Sinon, le comportement est "décent". Ou plus que décent, selon la façon dont on voit les choses. Je dirais que la Mégane actuelle n'a pas une conduite aussi solide sur les autoroutes. Il est clair qu'il gère mieux les virages serrés, mais en l'état actuel des choses, la plupart des clients potentiels de ces voitures sont limités à des routes très ouvertes, et à cet égard, le Kadjar fait tout aussi bien qu'une compacte.

Polyvalence

Le Kadjar, comme les autres crossovers de son segment, est un MPV qui fait office de SUV. Renault a déjà essayé cette formule avec le mythique Scenic RX4, un MPV qui avait un certain style campagnard et une transmission intégrale. Maintenant, le fil est allé plus loin. Ce Kadjar, à bien des égards, est similaire à ce Scenic. Elle dispose d'une transmission intégrale et fait jouer la polyvalence et la hauteur de son habitacle et de sa position de conduite en sa faveur, mais elle a l'avantage esthétique.

Les gens aiment l'esthétique des SUV plus que celle des MPV, et c'est là l'astuce. Le fait est qu'il y a beaucoup d'espace dans les sièges avant. La rangée de sièges arrière est également généreuse, avec un bon espace pour deux adultes, et "justete" pour trois, tant pour les genoux que pour les épaules.

Le coffre a une capacité de 472 litres, et est divisé par un petit réceptacle pour créer un double fond. Lorsque le réceptacle est recouvert, le plancher du compartiment à bagages est au même niveau que l'ouverture de chargement. Vous pouvez alors ouvrir le coffre et utiliser ses plaques de plastique rembourrées comme séparateurs de charge.
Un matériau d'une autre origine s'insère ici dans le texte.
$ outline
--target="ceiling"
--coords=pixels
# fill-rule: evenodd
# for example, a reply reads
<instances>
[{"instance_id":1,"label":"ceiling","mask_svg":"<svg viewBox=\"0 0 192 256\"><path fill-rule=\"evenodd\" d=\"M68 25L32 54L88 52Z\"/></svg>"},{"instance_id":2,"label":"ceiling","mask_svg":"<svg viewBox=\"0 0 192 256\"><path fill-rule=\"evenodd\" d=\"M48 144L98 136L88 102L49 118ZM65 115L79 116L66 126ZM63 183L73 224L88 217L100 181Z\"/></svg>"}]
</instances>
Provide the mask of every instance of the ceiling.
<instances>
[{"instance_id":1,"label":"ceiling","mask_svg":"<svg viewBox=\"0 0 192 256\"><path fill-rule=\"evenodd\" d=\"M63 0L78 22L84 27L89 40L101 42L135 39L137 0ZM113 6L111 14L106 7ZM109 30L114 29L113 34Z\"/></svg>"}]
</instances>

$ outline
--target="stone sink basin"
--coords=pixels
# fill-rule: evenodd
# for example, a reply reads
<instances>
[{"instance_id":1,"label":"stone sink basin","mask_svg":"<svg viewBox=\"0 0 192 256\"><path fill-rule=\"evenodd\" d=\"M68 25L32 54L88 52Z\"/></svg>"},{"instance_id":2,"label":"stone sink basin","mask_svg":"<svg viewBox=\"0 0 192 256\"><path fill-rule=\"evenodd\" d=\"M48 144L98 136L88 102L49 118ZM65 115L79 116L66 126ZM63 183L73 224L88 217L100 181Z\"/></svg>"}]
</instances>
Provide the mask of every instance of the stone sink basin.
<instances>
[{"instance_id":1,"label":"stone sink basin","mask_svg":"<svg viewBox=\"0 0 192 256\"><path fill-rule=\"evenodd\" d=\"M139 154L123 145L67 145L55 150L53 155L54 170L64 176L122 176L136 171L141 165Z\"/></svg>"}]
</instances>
Ce qui est clair, c'est qu'il y a beaucoup de place pour les bagages d'une famille entière.

Il existe des solutions, comme le rabattement à distance des sièges arrière au moyen de poignées situées dans le coffre, qui sont particulièrement pratiques, laissant les sièges au ras du plancher du coffre. En outre, il y a un espace longitudinal de deux mètres et demi si l'on rabat le dossier du passager vers l'avant, ce qui peut également être fait.

Il lui manque les boîtes à gants et les compartiments de rangement pour être comme le premier Scenic et finir la boucle, mais je pense que personne ne manque de trous pour laisser des choses. En ces termes, le Kadjar résout également le problème d'être un MPV.

Design

Ce que je ne peux manquer de commenter, bien que je l'aie laissé pour assez tard, c'est le thème esthétique. Laurens van den Acker a appliqué le même langage connu dans les Captur, Clio et Espace, dans ce Kadjar. Si ses formes générales peuvent rappeler le Qashqai, et son aileron arrière le Mazda CX-7, dans l'ensemble, la voiture ressemble et se sent comme une Renault.

Ce n'est pas un bijou, mais il atteint le dynamisme, une certaine touche féline et personnelle, avec une saveur française, sans pécher dans les excès du design risqué de certains prédécesseurs de van den Acker, qui se sont plantés en jouant avec la Mégane II ou la VelSatis. C'est une voiture qui remplit ici l'objectif de ne déplaire à personne, et même de plaire un peu à tout le monde.

Gamme

La gamme espagnole s'articule pour l'instant en deux moteurs diesel et un moteur à essence. Le diesel de base est le dCi de 110 ch, qui n'est disponible qu'en traction avant. Le diesel de 130 ch peut être commandé avec une traction avant ou une transmission intégrale, tandis que l'essence est le TCe de 130 ch et de seulement 1,2 litre de cylindrée qui, les fois où nous avons pu le tester, nous a semblé manquer un peu de muscle, surtout pour utiliser des rapports de vitesse un peu ouverts.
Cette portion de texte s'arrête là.